The Legacy of Some Like It Hot: (20:22) The cast and crew discuss the impact of the film decades later with a collection of interviews from the 25th anniversary and more current.
A Nostalgic Look Back: Documentary (31:13) This is a fun interview between Leonard Malton and Tony Curtis as they discuss the making of the film and some very candid stories from the set.
Memories From The Sweet Sues: (12:03) Members from the all-female band discuss their experiences with the film.
Virtual Hall of Memories: (21:04) This is a blend of footage from the film and BTS footage that highlights the performances and memorable scenes of the film.
Billy Wilder and Volker Schlondorff Discuss Some Like It Hot: (14:35) This interview is later in Billy Wilder’s career as he reflects on the making of the film and the difficulty of working with Monroe.
More with Billy Wilder and Volker Schlondorff: (6:03) This has more footage from the above interview that puts more focus on Wilder’s reaction to Monroe’s death.
Tribute to I.A.L. Diamond: (2:08) A brief moment where Wilder is at a ceremony giving thanks to his long-time writing partner.
Billy Wilder Trailers: A collection of trailers from Billy Wilder’s career most of which are his comedies or projects he did with Jack Lemmon.

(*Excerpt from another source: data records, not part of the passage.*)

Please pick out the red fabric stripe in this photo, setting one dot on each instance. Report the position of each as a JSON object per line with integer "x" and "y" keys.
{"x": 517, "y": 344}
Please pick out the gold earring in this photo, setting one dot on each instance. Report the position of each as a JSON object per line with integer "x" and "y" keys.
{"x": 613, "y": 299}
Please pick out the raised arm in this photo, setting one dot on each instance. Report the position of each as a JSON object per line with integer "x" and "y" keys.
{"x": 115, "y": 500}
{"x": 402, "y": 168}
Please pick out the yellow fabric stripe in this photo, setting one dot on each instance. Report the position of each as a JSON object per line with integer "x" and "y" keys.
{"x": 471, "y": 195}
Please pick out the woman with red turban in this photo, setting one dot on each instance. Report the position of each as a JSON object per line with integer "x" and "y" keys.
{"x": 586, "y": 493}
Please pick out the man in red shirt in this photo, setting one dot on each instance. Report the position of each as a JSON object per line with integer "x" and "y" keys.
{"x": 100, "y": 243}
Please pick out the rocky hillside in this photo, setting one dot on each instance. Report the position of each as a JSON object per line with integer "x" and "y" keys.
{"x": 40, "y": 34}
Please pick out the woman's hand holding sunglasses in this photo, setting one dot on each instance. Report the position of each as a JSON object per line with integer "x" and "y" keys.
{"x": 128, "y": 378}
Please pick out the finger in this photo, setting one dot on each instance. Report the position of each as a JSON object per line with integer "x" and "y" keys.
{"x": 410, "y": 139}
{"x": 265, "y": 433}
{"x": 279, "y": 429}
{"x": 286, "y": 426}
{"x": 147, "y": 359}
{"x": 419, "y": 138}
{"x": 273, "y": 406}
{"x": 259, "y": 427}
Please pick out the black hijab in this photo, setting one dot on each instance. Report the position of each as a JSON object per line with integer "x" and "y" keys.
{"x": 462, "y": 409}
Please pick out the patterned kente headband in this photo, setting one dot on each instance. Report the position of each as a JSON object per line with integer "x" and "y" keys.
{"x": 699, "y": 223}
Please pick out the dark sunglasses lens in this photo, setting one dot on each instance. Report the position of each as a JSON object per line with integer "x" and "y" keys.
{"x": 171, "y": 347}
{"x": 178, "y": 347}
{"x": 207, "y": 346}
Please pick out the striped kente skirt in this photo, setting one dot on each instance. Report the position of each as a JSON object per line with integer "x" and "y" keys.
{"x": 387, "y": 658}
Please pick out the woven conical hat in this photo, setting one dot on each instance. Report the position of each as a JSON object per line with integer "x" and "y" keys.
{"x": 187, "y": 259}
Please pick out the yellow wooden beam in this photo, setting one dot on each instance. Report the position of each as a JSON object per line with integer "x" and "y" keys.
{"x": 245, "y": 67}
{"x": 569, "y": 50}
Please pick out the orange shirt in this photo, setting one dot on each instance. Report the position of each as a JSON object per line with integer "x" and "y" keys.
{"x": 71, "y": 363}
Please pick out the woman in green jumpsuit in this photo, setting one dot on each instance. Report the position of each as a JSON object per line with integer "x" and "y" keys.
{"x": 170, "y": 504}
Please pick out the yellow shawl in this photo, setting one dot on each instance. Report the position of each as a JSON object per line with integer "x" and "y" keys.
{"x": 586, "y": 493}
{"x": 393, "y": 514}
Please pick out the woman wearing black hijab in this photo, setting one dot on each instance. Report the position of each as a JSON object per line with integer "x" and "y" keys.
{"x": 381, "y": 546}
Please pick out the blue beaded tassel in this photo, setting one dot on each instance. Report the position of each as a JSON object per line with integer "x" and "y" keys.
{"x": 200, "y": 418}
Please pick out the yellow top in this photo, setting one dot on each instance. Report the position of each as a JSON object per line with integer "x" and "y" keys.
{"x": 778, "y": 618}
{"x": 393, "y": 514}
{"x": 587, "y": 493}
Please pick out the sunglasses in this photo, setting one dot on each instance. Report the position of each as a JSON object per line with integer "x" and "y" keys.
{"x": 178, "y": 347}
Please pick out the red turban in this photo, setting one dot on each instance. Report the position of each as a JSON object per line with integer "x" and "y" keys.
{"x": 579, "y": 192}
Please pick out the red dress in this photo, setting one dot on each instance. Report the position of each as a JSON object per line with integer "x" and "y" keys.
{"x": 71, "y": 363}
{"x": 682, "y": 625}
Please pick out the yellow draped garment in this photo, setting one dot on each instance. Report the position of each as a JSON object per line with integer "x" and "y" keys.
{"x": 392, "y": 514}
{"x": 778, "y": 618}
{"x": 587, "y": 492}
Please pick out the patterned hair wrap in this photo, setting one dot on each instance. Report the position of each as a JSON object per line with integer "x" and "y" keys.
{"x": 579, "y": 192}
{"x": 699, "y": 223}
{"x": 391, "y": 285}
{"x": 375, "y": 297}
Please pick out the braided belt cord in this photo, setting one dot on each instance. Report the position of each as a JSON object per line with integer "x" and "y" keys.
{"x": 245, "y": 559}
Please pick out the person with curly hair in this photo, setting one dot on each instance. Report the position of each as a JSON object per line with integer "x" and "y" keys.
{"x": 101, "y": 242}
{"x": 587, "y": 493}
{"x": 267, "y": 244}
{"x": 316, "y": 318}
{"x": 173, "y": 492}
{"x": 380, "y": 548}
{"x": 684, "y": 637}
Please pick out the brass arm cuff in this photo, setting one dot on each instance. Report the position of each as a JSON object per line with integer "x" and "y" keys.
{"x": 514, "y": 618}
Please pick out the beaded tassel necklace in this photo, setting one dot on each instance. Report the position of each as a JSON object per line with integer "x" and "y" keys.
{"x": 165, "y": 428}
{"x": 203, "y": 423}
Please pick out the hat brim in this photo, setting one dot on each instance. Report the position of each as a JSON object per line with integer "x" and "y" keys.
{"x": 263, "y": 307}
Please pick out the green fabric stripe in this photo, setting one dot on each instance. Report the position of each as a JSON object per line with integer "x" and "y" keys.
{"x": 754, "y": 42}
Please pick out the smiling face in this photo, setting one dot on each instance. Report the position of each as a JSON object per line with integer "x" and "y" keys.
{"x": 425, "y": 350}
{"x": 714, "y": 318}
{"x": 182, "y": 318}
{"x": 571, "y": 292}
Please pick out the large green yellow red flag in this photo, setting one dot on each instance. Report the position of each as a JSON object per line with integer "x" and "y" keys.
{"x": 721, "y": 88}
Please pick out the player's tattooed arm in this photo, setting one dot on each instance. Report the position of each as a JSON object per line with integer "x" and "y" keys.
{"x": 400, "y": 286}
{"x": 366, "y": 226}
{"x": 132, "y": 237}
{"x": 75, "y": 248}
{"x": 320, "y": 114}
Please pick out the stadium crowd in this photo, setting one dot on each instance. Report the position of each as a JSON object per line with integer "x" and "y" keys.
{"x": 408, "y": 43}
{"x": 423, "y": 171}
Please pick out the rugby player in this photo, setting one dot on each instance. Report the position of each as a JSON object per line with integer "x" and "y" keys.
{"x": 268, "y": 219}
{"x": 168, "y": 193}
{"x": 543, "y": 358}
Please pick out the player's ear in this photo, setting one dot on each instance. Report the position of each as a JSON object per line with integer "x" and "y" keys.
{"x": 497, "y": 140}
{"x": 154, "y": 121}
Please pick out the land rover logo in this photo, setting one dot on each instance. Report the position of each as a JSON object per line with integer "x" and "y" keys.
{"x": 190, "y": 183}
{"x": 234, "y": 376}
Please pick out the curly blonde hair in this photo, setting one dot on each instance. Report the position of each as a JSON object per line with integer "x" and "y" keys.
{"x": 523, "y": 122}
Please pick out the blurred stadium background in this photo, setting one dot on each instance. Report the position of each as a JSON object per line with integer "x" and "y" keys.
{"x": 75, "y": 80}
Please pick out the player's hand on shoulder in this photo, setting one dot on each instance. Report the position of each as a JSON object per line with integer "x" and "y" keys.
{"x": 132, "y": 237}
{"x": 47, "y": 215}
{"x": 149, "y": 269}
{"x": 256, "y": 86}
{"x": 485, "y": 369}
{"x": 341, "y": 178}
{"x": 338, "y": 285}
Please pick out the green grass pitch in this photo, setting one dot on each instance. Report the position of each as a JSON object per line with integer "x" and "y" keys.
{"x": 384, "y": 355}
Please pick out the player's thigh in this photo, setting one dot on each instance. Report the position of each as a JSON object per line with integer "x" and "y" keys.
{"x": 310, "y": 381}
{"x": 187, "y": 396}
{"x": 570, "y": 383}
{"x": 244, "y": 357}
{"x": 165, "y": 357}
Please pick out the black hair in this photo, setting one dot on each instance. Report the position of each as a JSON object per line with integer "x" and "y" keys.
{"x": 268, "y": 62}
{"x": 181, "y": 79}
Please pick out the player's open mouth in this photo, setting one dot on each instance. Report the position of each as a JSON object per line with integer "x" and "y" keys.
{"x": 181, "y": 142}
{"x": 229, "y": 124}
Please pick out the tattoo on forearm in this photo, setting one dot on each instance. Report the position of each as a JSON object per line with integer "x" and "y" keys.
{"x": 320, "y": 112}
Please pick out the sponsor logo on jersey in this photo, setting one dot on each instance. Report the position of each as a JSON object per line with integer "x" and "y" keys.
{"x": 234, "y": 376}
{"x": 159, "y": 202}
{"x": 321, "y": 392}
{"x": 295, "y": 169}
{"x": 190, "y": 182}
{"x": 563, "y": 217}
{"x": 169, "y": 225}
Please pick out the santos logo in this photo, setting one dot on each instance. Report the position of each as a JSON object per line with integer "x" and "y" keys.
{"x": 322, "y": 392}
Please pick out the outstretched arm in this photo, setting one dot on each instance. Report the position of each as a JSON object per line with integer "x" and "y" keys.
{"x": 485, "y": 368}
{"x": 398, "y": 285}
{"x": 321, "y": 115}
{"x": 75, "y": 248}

I love this film from start to finish. Billy Wilder is one of the all-time greats when it comes to filmmaking. He has a laundry list of classics on his resume, and Some Like It Hot is right up on the top of the list alongside The Apartment and Sunset Boulevard. This might be his most accessible film when it comes to audience appeal. It has a bit of everything: romance, action, and comedy. There is a reason why AFI awarded this as the greatest comedy of all time. The jokes don’t get old, the film hits its mark even after all these years, and I imagine it will for decades to come. “Well, nobody’s perfect!”